Le Wakashio a pu continuer sa route vers nos côtes sans être inquiété alors qu’il ne répondait pas aux appels de la National Coast Guard (NCG). Le capitaine a affirmé, avant de couper toute communication durant deux heures avec la terre, qu’il effectuait un passage innocent dans nos eaux territoriales. C’est ce qu’a déclaré le Premier ministre à une question du député Buisson Léopold le 4 août.

C’est quoi le passage innocent ? L’article 19 de la Convention des Nations unies sur le droit de la mer prévoit que le passage innocent «allows for a vessel to pass through the territorial waters of another state, subject to certain restrictions». «Passage of a foreign ship shall be considered to be prejudicial to the peace, good order or security of the coastal State if in the territorial sea it engages in any of the following activities: (g) the loading or unloading of any commodity, currency or person contrary to the customs, fiscal, immigration or sanitary laws and regulations of the coastal State; (h) any act of wilful and serious pollution contrary to this Convention;»

Mais qui peut affirmer comme l’a fait le capitaine indien que son navire était en ‘innocent passage’ alors qu’il se dirigeait tout droit sur nos côtes ? Suffit-il donc qu’un capitaine de navire affirme qu’il effectue un passage innocent pour calmer nos gardecôtes, qui n’ont pas pris la mer pour aller à la rencontre du Wakashio mais se sont contentés de tenter d’entrer en communication radio avec ce dernier ? L’article 221 de la Convention sur le droit de la mer 1982 prévoit aussi :-

1. Aucune disposition de la présente partie ne porte atteinte au droit qu’ont les États, en vertu du droit international, tant coutumier que conventionnel, de prendre et faire appliquer au-delà de la mer territoriale des mesures proportionnées aux dommages qu’ils ont effectivement subis ou dont ils sont menacés afin de protéger leur littoral ou les intérêts connexes, y compris la pêche, contre la pollution ou une menace de pollution résultant d’un accident de mer, ou d’actes liés à un tel accident, dont on peut raisonnablement attendre des conséquences préjudiciables.

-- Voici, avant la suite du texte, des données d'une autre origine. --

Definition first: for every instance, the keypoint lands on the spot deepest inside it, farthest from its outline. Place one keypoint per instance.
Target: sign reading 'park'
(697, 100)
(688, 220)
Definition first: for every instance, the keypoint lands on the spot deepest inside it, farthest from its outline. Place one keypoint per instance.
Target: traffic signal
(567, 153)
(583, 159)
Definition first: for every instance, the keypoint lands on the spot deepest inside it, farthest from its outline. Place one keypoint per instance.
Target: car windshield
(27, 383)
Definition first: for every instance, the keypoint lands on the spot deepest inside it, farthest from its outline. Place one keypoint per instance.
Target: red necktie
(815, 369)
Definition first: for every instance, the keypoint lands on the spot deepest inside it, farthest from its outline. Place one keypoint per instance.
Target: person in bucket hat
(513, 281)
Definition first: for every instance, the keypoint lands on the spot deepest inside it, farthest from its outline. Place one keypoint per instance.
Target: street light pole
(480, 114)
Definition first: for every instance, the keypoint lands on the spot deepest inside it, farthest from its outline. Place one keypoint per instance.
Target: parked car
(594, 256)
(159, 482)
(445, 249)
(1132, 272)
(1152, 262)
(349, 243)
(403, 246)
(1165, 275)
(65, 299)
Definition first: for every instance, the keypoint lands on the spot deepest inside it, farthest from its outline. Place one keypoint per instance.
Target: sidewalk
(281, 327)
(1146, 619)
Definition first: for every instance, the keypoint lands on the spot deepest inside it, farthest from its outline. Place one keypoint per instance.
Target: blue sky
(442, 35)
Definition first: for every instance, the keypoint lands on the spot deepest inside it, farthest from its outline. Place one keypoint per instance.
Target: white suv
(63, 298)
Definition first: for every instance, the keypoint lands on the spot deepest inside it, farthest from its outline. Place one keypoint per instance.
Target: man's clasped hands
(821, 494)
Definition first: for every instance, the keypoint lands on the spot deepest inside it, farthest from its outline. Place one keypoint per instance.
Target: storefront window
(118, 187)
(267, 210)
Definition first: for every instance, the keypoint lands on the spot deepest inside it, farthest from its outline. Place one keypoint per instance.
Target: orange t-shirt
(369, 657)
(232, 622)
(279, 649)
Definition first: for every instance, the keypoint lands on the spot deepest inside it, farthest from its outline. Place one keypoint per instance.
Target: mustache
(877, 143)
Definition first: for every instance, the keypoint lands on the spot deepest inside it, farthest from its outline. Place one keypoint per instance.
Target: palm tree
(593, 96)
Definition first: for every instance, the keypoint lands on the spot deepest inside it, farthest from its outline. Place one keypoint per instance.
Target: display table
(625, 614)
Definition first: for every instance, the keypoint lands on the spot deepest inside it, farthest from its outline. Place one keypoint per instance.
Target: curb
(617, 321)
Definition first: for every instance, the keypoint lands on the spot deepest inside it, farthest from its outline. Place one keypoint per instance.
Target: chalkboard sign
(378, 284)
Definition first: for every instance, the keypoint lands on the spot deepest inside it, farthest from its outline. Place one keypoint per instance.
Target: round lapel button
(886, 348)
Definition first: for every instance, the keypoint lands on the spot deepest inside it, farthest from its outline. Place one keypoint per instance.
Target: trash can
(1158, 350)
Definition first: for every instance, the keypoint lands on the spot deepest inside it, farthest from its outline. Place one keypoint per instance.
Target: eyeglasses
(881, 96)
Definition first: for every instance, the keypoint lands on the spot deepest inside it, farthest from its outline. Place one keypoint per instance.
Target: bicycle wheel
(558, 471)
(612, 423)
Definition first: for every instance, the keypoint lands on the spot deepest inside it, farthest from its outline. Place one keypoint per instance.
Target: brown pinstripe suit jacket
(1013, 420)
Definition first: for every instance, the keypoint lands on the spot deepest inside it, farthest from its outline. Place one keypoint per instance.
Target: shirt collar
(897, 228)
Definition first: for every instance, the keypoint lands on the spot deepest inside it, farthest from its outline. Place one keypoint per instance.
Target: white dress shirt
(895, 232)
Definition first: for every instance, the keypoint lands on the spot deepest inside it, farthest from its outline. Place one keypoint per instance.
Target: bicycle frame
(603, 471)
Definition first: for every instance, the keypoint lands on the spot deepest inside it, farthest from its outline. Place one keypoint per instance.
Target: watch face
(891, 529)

2. Aux fins du présent article, on entend par «accident de mer» un abordage, échouement ou autre incident de navigation ou événement survenu à bord ou à l’extérieur d’un navire entraînant des dommages matériels ou une menace imminente de dommages matériels pour un navire ou sa cargaison.

Le fait que le trajet du navire était plus que suspect ne justifiait-il pas que les autorités mauriciennes y accèdent au plus vite dès son échouement, d’autant plus qu’elles ne l’avaient pas arraisonné plus tôt dès son entrée dans nos eaux territoriales ? En plus du trajet suspect du Wakashio, le silence du navire lorsque les autorités ont tenté d’entrer en communication avec lui n’aurait-il pas dû les alerter ? D’autant plus que nos frontières sont fermées, comme la rappelé le Premier ministre lui-même le 11 août. «Il n’y avait pas d’appel de détresse non plus», a-t-il ajouté le même jour et ce même si le navire avait complètement dévié de sa trajectoire normale. Mais tout cela n’a guère éveillé des soupçons du côté de nos décideurs.

Donc, respect absolu du passage innocent par nos autorités alors que le navire violait ouvertement ce droit ! Et le gouvernement ne se pressera pas pour faire une descente sur le navire peu après l’échouement malgré cette violation. Ce n’est que le 9 août que le CCID y accèdera, soit avec 15 jours de retard. En attendant de savoir qui a décidé de ne pas réagir, le gouvernement a lui-même choisi de mettre en avant des arguments légaux qui font comprendre que la décision a été prise en haut lieu.

Selon le capitaine belge, Marc Robert, dans une interview dans nos colonnes le 14 août, le navire n’avait ni panne de moteur, ni panne d’électricité et donc de communication. Il a aussi exclu toute possibilité d’échouement volontaire pour réclamer l’assurance et n’a pas trouvé convaincant l’argument selon lequel le navire voulait capter l’Internet ou le wifi. Et il ne s’explique pas la raison du trajet du navire. Il ne resterait donc que l’option d’un déchargement illégal de cargo ou de clandestins. Le capitaine avait-il pris à son bord des migrants contre paiement sans que l’armateur n’en soit au courant ? Ou alors a-t-il pris et débarqué un cargo illicite ? Toutes ces questions restent posées.